With tuition costs rising, the administration staying silent on the future of the Cogeneration facility, millions of dollars still invested in the fossil fuel industry (two percent of a $460 million endowment) and the Connecticut Commitment meant to aid low-income students remaining paused while the university floods campus police with cash, UConn’s hands aren’t clean either.  

With the planet burning and insecurity on the rise globally, now is the time for coalition-building among radical organizations at UConn. We must use every tool at our collective disposal to put pressure on the university meant to serve us, borrowing from precedents like the recent Colombia tuition strike or Harvard students’ legal challenge against the Ivy behemoth’s $838 million investment in fossil fuels.  

As a radical organization, UNCHAIN deals in uprooting oppressive systems entirely. We believe that the problems of this university stems not just from capitalism, colonialism and imperialism, which make the resources necessary for human flourishing prohibitively expensive in the name of profit; it also has to do with governance.  

Presently, UConn’s finances are governed by the Board of Trustees, headed by Daniel Toscano, a longtime donor and managing director at Morgan Stanley. Do we want UConn’s future in the monied hands of people invested in the debt, private insurance and real estate industries, or do we want autonomy from individuals with interests in maximally squeezing students and workers dry?  

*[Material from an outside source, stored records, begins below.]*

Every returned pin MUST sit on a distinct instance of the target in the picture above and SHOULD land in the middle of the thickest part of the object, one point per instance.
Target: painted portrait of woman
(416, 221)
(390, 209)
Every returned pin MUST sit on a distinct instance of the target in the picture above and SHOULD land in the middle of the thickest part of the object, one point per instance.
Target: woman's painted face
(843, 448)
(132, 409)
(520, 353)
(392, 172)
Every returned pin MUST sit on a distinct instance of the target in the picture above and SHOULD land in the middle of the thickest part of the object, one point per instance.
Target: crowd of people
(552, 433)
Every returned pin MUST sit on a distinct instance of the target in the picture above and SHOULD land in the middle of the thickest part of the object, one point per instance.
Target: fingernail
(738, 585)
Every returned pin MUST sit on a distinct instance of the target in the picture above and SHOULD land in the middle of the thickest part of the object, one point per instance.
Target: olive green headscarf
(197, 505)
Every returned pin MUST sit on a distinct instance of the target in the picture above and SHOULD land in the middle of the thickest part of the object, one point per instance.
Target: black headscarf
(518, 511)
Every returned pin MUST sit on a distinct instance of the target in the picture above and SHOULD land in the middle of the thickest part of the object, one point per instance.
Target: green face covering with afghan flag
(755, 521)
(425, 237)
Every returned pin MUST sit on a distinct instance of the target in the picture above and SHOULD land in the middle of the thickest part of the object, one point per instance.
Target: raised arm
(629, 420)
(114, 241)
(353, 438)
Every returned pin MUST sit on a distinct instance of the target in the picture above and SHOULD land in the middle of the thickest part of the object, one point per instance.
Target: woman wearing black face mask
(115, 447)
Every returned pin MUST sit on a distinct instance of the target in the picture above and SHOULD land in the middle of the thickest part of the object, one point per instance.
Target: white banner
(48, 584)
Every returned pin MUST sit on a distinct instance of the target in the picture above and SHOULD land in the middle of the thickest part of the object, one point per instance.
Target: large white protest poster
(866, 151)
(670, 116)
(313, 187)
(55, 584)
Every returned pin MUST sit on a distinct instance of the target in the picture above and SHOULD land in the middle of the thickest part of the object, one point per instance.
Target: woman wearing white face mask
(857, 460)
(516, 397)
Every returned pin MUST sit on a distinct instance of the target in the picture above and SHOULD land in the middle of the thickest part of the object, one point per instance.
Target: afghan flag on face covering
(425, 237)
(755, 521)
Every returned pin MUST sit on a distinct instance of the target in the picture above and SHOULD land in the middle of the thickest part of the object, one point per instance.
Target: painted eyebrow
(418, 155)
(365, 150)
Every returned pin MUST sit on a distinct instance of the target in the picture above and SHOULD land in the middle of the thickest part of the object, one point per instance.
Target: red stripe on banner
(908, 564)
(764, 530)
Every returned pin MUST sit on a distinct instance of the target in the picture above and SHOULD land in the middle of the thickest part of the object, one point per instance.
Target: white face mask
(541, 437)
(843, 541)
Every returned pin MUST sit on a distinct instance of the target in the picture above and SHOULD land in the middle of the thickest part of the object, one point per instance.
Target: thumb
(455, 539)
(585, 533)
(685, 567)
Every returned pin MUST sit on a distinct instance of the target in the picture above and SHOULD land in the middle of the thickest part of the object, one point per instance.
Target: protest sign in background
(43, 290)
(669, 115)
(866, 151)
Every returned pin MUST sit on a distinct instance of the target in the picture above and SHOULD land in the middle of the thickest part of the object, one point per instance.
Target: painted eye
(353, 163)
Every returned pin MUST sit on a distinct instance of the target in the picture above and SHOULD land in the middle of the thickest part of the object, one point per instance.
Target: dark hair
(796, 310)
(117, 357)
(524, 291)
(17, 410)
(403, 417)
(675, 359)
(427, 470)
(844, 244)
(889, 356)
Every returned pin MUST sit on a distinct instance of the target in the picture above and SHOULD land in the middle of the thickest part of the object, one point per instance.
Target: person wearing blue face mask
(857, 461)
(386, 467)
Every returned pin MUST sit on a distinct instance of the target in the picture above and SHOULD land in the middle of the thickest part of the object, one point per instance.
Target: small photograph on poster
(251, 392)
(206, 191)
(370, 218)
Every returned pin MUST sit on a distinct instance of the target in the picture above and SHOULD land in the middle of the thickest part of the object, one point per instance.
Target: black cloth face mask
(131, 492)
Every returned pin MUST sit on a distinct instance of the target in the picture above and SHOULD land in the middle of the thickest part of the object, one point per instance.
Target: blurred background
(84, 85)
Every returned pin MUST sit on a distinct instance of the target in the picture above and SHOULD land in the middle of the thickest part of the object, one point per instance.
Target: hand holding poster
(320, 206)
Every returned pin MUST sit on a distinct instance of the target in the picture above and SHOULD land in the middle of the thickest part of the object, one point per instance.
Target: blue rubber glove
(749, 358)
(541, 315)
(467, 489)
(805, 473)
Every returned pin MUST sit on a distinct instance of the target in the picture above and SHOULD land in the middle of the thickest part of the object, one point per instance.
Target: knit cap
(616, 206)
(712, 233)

UConn students and organizations must confront this question of power head on. Though our individual academic careers may be ephemeral, we have a responsibility to work towards lasting change and a future that is more equitable, sustainable, accessible and democratic for younger students.  

If you believe in this future, the first step is to show up. Join an organization. Come to protests. Feed your neighbors. A prime opportunity will be on Friday, Nov. 5, for the national climate strike during the COP 2021 climate conference, where our student organizations will make their demands clear to the university that depends on our money and compliance. There, we’ll take another step from protest to power.